Paessler PRTG supports SNMP and WMI, making it possible to monitor various metrics on Windows 10 computers and gather statistics about each one. With WMI, administrators can monitor event logs, performance counters, CPU loads, bandwidth usage, system uptimes, disk health, disk space, memory usage and numerous other metrics. In addition, PRTG includes failover capabilities and supports distributed monitoring across multiple networks. Paessler offers multiple licensing options to accommodate organizations of all sizes. Each license includes all the features listed above and supports unlimited users.
4. Progress WhatsUp Gold
WhatsUp Gold from Progress -- formerly Ipswitch -- is an availability and performance monitoring platform with alerting and notification capabilities for tracking Windows 10 computers and other infrastructure. Like most leading products, WhatsUp supports SNMP and WMI for tracking system metrics, such as CPU, memory and disk utilization. Administrators can also monitor the Windows event logs and specific process performance counters. To troubleshoot and look for root causes of issues, IT can manage and visualize device log data and search the WhatsUp repository for monitored and discovered devices. The WhatsUp API can help automate workloads as well.

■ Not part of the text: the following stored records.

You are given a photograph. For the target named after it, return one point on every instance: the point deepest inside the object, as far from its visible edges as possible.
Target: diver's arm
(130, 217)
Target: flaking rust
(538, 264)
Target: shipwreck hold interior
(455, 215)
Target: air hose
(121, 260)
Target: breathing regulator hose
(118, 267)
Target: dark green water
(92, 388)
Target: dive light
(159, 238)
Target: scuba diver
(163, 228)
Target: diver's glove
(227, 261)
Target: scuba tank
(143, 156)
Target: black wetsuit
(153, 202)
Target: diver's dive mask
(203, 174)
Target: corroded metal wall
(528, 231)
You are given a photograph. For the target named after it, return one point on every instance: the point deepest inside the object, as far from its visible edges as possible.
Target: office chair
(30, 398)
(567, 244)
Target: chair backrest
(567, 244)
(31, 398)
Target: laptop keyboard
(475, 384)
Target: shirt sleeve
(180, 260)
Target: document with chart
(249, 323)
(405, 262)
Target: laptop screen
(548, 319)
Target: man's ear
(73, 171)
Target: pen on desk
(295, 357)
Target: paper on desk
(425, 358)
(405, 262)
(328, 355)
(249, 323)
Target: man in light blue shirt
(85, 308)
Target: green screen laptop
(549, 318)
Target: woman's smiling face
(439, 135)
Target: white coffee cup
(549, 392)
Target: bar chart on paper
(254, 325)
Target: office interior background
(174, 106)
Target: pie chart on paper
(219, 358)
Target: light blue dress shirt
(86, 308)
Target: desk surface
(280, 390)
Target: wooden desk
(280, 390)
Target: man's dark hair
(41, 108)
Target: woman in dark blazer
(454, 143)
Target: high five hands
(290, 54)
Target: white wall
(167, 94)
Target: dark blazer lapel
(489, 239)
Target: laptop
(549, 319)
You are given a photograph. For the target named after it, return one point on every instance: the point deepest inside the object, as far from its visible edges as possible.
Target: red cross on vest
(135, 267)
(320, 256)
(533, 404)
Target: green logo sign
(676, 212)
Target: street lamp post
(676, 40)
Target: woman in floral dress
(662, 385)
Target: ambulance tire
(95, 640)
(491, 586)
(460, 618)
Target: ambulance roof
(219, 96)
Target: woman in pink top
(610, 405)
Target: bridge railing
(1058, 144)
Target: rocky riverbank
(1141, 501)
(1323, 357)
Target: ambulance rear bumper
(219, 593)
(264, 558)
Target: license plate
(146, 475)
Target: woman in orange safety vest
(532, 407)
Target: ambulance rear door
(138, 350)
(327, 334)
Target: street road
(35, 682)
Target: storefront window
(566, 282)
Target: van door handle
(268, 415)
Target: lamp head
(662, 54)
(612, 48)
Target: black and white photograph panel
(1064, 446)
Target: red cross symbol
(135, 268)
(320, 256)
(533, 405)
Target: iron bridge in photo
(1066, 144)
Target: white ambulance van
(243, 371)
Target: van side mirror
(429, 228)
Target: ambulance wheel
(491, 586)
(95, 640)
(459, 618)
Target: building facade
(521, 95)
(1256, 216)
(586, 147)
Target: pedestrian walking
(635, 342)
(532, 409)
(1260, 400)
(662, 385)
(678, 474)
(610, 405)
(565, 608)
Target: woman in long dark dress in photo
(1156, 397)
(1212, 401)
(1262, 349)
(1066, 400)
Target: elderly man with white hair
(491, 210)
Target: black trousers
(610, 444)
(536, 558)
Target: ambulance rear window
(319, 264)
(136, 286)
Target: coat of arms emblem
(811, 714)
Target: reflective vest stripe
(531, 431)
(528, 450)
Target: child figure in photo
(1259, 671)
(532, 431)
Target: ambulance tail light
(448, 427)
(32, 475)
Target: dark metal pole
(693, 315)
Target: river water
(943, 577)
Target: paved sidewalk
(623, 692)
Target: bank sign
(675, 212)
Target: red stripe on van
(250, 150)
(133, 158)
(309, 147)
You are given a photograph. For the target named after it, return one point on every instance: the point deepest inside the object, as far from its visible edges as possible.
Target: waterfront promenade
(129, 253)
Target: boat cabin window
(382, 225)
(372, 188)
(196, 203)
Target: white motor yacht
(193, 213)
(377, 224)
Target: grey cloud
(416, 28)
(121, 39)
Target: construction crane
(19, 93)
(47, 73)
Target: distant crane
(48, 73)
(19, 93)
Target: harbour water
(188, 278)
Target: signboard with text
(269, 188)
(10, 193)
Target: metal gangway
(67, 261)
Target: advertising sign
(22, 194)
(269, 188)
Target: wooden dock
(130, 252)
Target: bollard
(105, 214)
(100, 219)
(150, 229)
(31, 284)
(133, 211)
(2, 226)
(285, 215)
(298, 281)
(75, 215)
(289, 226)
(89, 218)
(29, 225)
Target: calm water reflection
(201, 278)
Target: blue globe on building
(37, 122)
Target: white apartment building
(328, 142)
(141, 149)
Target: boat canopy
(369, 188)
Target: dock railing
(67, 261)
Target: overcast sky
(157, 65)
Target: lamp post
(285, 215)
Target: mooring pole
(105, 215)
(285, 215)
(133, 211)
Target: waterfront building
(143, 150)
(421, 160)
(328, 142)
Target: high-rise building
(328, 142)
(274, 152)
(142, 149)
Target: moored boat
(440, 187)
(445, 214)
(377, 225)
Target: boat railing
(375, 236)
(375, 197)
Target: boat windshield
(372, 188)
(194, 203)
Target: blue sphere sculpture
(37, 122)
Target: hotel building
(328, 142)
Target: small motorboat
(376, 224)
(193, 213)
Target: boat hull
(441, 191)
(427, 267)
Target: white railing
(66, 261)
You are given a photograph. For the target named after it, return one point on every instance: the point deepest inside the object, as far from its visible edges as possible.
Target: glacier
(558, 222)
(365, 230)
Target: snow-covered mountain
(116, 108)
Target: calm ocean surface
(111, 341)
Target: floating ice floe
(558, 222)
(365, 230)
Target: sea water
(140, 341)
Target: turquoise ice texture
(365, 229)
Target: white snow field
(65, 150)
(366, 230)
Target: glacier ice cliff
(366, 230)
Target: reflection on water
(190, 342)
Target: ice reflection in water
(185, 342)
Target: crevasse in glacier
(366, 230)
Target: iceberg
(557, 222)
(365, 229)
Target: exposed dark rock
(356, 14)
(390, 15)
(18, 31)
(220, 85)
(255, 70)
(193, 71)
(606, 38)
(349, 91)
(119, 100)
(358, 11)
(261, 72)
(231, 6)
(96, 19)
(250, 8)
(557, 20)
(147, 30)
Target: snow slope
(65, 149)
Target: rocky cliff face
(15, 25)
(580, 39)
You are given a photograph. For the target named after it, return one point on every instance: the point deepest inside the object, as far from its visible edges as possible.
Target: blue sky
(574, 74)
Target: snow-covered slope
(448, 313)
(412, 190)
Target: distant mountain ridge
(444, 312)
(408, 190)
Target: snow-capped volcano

WhatsUp provides administrators with a web interface to create customizable maps, dashboards and alerts. They can also view and manage device log data and generate a wide range of reports about inventory, system performance, device uptime and health. Additionally, WhatsUp includes a Layer 2/3 network discovery feature that automatically discovers every device connected to a network that can generate network maps that provide visibility into physical, logical and virtual environments. WhatsUp Gold is available in two editions: Premium and Total Plus. Total Plus includes several features that are optional add-ons in the Premium edition.
5. SolarWinds Server & Application Monitor
Server & Application Monitor (SAM) is a comprehensive product that can monitor applications and their supporting infrastructure. As with other monitoring tools, SAM supports both agent-based and agentless monitoring, as well as SNMP and WMI. This makes it possible to track a wide range of metrics on Windows 10 computers, such as hardware health, fan and power supply status, and disk, processor and memory usage. In addition, SAM includes real-time process tracking of everything from disk I/O to application response times. From the SAM interface, administrators can generate dashboards that display visualizations of their systems' health.
Administrators can also schedule and generate system performance alerts and reports. Reports can be based on real-time performance alerts or built on historical data. They also support customizations to meet an organization's specific needs. The SolarWinds SAM tool can monitor over 1,200 systems, application and infrastructure monitoring templates and over 1,000 community templates. It also supports custom template creation via SNMP, WMI, PowerShell and the SAM REST API. SolarWinds offers perpetual and subscription licensing for SAM based on the number of monitored nodes.